Being November, I realize that I only have a little time before solid decisions must be made. These decisions which I want to ignore by reading a book and drinking whatever instant nasty coffee that's in my apartment. I blame my parents and a few others for my reading addiction. Not to say that its bad- but I do wish that my overactive imagination would sometimes leave me alone. Like the other day when I approached a familiar topic in my devotion time.
The conversation in my head went something like this:
ME:"Please don't make do this forever- living and working overseas- alone."
SMALL VOICE: "Would you obey even if you don't understand?"
ME:" Well.... I suppose, if I had too...."
Silence.

I was midway through the sentence in my head when I saw it. A picture that was clear and I realized my error. The picture of the cross- where One made the ultimate sacrifice, willingly obedient even though He didn't understand and asked for another way. I wondered how I have become so selfish, so unwilling. That I would place conditions on my obedience rather than simply saying, "Ok. I will do whatever you ask me too. Even if its something I don't like."

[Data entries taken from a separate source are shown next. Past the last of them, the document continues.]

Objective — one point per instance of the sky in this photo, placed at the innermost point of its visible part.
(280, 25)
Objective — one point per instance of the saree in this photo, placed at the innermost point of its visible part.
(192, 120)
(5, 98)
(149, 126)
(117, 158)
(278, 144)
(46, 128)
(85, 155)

It hit me fairly hard- how unwilling I was being. How unusable I would be if I placed conditions and limits on a God that knows no bounds. Even now as the decisions for next year begin to approach- I place limits on where I will or will not go. Some reasons are legitimate. Others- not so much.

But its more than just my decisions for the future- its every day. How I say, I will only love this person if they are nice in return- or I will only pay this driver if he manages not kill me. I suppose its a basic truth that I have heard all my life and yet I guess I haven't learned it as well as what I thought I did.

The days are going by faster- and each one brings me one step closer to actually having to face those decisions and bring them into reality. But more than that Christmas approaching (yay!) and its this time when we take the time to celebrate how a tiny baby was born- grew and walked a road- paid the ultimate unconditional price- so that we could live, laugh and love freely in Him.